Seminar (Course) Details:
Physiological and Pharmacokinetic Principles:
- Related physiological terms: GI tract environment, drug absorption, permeation.
- Pharmacokinetic principles including terminologies of plasma drug concentration-time profiles/curves, rates of absorption and elimination, Cmax, Tmax, half-life, AUC, apparent volume of distribution, bioavailability/bioequivalence, etc.
- Defining, and differentiating, drugs/medicines and drug/medicinal products
- Defining quality of drugs/medicines and drug/medicinal products.
Drug Dissolution Testing:
- Theoretical concepts
- Drug Dissolution Testing vs Solubility determination
- Drug Dissolution vs Drug Release Testing – Is there a difference?
- Apparatuses: compendial vs non-compendial
- Apparatus/instruments qualification/calibration
- Results Interpretation and tolerance
- Dissolution Method Developments
- Apparatus and agitation rate
- Selection of dissolution medium
- Sampling and run times
- QC method, bio/clinical relevant methods
- Discriminatory vs non-discriminatory methods
- Product dependent vs product independent methods
- Dissolution method validation vs analytical (quantitation) method validation
- (Specificity, Linearity/range, Accuracy/recovery, Precision, Robustness)

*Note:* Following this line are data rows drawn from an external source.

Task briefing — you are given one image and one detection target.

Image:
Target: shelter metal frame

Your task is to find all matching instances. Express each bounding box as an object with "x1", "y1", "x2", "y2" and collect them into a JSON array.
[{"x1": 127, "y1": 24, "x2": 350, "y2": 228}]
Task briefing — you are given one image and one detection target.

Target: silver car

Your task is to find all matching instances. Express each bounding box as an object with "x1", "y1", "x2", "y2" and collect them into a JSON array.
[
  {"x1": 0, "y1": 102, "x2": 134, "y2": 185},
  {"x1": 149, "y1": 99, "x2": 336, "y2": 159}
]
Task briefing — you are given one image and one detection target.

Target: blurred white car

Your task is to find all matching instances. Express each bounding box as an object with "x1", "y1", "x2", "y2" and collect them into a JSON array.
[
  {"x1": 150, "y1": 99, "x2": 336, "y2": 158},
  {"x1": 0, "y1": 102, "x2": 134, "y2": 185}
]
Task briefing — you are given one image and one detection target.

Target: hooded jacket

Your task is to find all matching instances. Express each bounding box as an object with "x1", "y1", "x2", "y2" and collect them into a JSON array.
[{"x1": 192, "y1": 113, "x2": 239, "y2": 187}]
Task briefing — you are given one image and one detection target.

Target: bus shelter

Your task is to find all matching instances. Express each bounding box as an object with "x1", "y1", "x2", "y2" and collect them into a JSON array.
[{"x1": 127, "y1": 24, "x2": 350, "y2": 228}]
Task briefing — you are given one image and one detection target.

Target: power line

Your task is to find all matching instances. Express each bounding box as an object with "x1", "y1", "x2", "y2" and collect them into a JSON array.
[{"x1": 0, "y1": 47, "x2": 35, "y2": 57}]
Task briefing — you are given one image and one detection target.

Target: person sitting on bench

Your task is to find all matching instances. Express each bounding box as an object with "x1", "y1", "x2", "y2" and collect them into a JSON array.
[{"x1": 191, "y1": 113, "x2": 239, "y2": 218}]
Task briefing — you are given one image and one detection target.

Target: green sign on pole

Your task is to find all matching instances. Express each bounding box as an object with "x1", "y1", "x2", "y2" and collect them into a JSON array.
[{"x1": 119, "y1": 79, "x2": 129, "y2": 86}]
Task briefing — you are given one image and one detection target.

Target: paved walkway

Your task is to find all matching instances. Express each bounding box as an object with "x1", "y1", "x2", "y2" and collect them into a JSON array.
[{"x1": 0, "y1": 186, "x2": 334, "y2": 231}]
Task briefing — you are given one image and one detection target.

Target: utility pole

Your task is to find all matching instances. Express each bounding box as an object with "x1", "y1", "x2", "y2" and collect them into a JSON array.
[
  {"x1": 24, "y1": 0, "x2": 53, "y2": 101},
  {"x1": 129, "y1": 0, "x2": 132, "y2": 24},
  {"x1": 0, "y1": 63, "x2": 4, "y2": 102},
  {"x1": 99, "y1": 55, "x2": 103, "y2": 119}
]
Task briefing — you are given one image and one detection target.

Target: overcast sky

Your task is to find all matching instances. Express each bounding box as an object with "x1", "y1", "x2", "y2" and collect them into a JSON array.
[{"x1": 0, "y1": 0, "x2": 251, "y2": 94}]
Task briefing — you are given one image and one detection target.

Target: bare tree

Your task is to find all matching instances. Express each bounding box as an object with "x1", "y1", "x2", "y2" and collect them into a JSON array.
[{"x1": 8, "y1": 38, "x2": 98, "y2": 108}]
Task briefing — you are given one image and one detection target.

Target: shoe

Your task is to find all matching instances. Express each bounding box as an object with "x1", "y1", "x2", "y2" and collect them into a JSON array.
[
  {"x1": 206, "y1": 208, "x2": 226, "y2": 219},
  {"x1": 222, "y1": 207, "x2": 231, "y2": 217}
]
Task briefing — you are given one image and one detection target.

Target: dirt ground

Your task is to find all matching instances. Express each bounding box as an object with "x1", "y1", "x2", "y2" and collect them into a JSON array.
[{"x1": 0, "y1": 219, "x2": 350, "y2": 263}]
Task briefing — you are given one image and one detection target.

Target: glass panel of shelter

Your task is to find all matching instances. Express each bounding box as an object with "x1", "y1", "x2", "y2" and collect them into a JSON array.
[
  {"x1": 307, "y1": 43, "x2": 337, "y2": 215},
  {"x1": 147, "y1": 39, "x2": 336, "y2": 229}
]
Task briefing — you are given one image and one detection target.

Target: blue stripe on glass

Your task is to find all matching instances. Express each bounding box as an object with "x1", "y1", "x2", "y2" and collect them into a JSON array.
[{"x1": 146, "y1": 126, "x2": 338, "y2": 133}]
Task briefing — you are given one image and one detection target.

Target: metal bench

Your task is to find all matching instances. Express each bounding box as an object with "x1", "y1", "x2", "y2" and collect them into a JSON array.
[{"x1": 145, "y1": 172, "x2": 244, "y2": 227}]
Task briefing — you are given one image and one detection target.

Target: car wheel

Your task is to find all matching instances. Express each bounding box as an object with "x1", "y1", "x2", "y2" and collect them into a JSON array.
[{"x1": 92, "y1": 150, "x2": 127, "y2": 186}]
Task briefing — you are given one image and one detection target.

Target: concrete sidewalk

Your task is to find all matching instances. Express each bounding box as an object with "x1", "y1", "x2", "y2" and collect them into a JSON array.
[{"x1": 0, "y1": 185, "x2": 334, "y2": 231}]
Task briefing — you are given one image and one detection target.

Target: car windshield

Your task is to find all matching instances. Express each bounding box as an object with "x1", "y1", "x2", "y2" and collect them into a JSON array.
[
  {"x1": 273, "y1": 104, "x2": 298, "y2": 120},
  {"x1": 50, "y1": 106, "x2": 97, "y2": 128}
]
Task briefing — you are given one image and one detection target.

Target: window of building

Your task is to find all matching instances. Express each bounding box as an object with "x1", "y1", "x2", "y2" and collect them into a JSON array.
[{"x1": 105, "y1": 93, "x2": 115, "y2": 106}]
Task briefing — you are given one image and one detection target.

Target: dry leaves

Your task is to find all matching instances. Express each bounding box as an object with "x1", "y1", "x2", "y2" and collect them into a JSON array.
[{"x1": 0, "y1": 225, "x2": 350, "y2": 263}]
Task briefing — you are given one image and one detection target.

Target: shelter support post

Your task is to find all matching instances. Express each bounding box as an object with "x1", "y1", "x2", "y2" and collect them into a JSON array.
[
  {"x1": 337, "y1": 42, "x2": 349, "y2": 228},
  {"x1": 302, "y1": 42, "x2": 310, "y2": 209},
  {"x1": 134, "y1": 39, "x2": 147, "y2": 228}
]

Linking Dissolution Results to Plasma Drug Levels:
- Concepts of convolution, deconvolution and in vitro in vivo correlation (IVIVC)
- Requirements for appropriate and relevant dissolution results
- Convolution vs deconvolution methods which one to use and why?
- Predicting plasma drug levels (theoretical background)
Practical hands-on interactive demonstration of predicting/estimating of plasma drug levels using Excel spreadsheet software. Attendees should bring their computers for hands-on practice.